Paul VI, poursuit le Pape François, enseigne que le zèle pour l'évangélisation naît de la sainteté, se nourrit de la prière et surtout de l'amour pour l'Eucharistie. En même temps, l'évangélisation, à son tour, "fait grandir en sainteté ceux qui l'accomplissent". Alors que "sans la sainteté, la parole de l'évangélisateur "n'ouvrira guère son chemin dans le cœur de l'homme de notre temps", et "risque d'être vaine et stérile". La sainteté n'est pas réservée à quelques-uns".L'annonce de l'Évangile", a fait remarquer le Pape François dans la dernière partie de son discours, s'inspirant à nouveau de passages d'Evangelii Nuntiandi, "ne peut jamais être considérée comme une sorte de "patrimoine acquis", une activité exercée et monopolisée par l'Église avec une maîtrise "professionnelle", à travers d'anciennes et de nouvelles stratégies de communication. Les baptisés ont eux aussi constamment besoin d'entendre et de réentendre l'annonce de l'Évangile. L'Église a besoin à tout moment de revenir supplier le Seigneur de la guérir, de la purifier et de la renouveler. Elle - a poursuivi le Pape François en continuant à citer l'Exhortation Evangelii Nuntiandi de Montini - "a besoin d'écouter encore et encore ce qu'elle doit croire, les raisons de son espérance, le nouveau commandement de l'amour". Le Peuple de Dieu, "plongé dans le monde et souvent tenté par les idoles, a toujours besoin d'entendre proclamer les grandes œuvres de Dieu qui l'ont converti au Seigneur, et d'être à nouveau convoqué et réuni par Lui". Cela signifie, en un mot, qu'elle a toujours besoin d'être évangélisée pour garder la fraîcheur, l'élan et la force d'annoncer l'Évangile. Si elle ne s'évangélise pas elle-même, elle reste comme une pièce de musée. L'Église a toujours besoin d'être évangélisée, elle a besoin de prendre l'Évangile, de prier et de sentir la puissance de l'Esprit changer son cœur. Une Église qui évangélise pour évangéliser. L'Église doit aller de l'avant, elle doit grandir continuellement, afin de rester jeune. Une Église qui dialogue avec le monde contemporain mais qui rencontre le Seigneur tous les jours et qui laisse entrer l'Esprit Saint qui est le protagoniste de l'évangélisation.
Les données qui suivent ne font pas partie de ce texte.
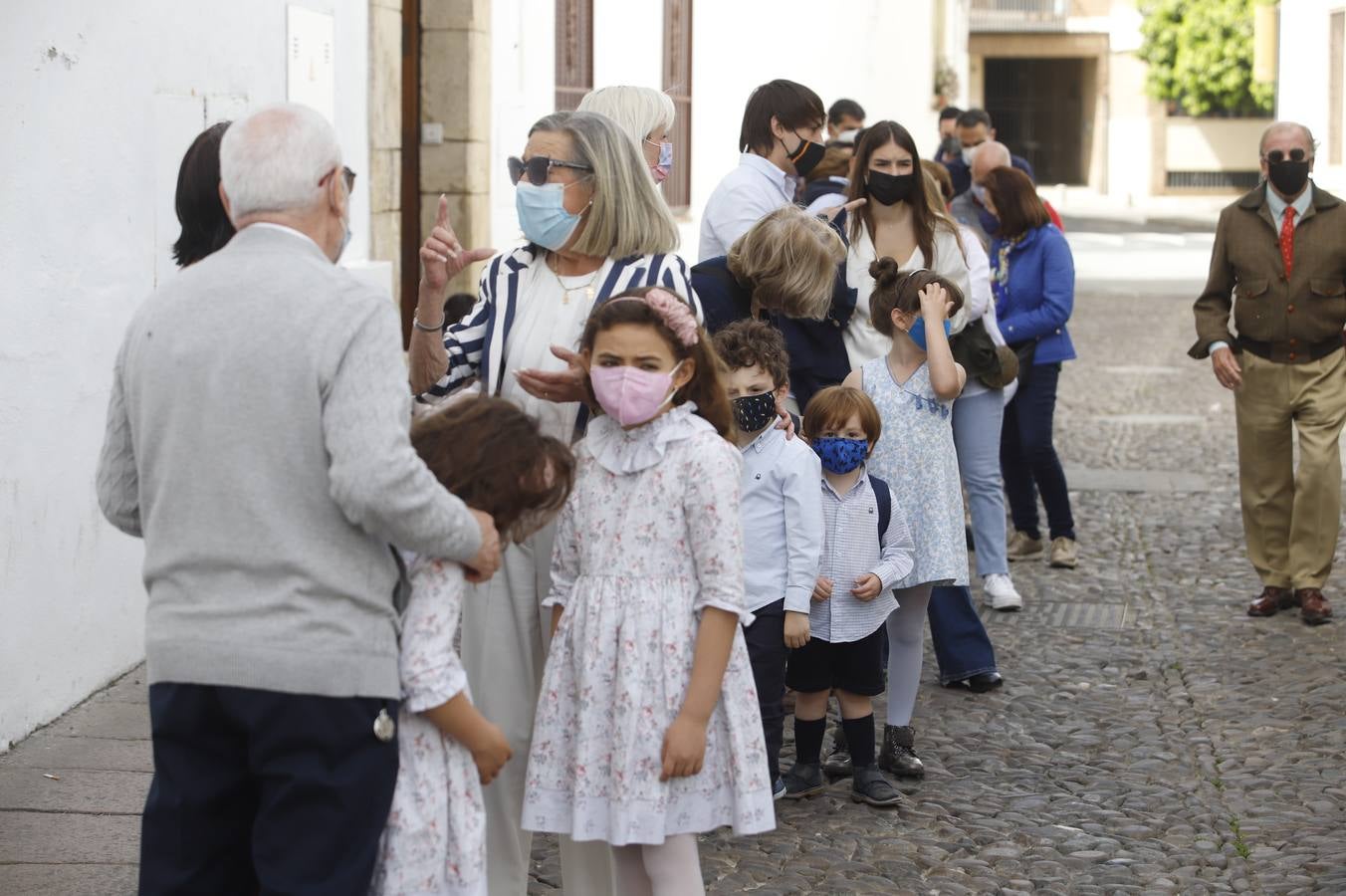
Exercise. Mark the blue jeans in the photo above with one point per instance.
(1028, 458)
(976, 435)
(962, 643)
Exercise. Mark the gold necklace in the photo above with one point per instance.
(565, 291)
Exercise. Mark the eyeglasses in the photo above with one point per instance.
(539, 167)
(1276, 156)
(347, 175)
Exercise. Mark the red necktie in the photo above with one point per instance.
(1287, 240)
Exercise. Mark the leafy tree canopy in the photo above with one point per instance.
(1201, 57)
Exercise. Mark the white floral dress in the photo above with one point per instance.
(435, 841)
(916, 456)
(649, 539)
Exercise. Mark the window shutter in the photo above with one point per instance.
(677, 84)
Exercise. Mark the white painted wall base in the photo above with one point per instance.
(100, 103)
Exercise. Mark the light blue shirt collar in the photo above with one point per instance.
(1277, 206)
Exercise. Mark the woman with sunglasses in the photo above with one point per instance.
(645, 114)
(595, 228)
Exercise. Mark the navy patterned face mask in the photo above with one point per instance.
(754, 412)
(841, 455)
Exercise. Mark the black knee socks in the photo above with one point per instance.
(807, 739)
(859, 738)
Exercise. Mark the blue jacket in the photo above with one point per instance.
(817, 352)
(1036, 298)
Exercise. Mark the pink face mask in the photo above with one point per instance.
(631, 395)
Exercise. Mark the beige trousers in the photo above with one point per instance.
(504, 647)
(1291, 518)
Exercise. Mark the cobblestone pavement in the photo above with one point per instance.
(1151, 738)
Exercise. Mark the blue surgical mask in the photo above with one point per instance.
(840, 455)
(917, 333)
(543, 215)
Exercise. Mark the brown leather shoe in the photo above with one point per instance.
(1312, 607)
(1270, 600)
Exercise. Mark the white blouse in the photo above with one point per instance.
(548, 315)
(863, 341)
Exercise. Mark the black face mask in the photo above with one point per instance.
(1288, 176)
(754, 412)
(806, 156)
(890, 188)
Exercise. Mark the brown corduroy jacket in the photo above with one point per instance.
(1292, 315)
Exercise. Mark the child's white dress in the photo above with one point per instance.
(435, 841)
(649, 539)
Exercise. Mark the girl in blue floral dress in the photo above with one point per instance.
(914, 387)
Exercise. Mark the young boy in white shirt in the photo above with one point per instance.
(867, 550)
(783, 517)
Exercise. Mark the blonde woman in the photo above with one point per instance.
(645, 114)
(785, 267)
(595, 228)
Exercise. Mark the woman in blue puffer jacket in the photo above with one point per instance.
(1032, 276)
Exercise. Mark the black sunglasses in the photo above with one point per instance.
(1276, 156)
(538, 168)
(347, 175)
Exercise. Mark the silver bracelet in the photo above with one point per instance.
(424, 329)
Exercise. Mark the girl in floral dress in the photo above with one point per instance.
(647, 728)
(493, 456)
(914, 387)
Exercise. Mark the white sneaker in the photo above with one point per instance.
(998, 592)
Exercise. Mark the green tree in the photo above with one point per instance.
(1201, 57)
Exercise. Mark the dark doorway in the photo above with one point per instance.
(1039, 112)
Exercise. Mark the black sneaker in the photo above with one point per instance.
(803, 780)
(838, 761)
(899, 755)
(870, 785)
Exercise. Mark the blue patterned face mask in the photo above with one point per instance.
(841, 455)
(917, 333)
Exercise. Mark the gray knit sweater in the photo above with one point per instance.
(257, 439)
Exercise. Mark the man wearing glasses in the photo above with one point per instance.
(1281, 249)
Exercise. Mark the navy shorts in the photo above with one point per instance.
(855, 666)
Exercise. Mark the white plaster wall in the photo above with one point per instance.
(99, 103)
(1302, 93)
(735, 47)
(523, 91)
C'est l'Esprit Saint en nous qui nous pousse à l'évangélisation. C'est la vraie liberté des enfants de Dieu".
Le Pape conclut en invitant les fidèles à lire et à relire Evangelii Nuntiandi, qu'il relit lui-même souvent et qu'il qualifie de chef-d'œuvre de saint Paul VI et d'héritage qu'il nous a laissé pour évangéliser.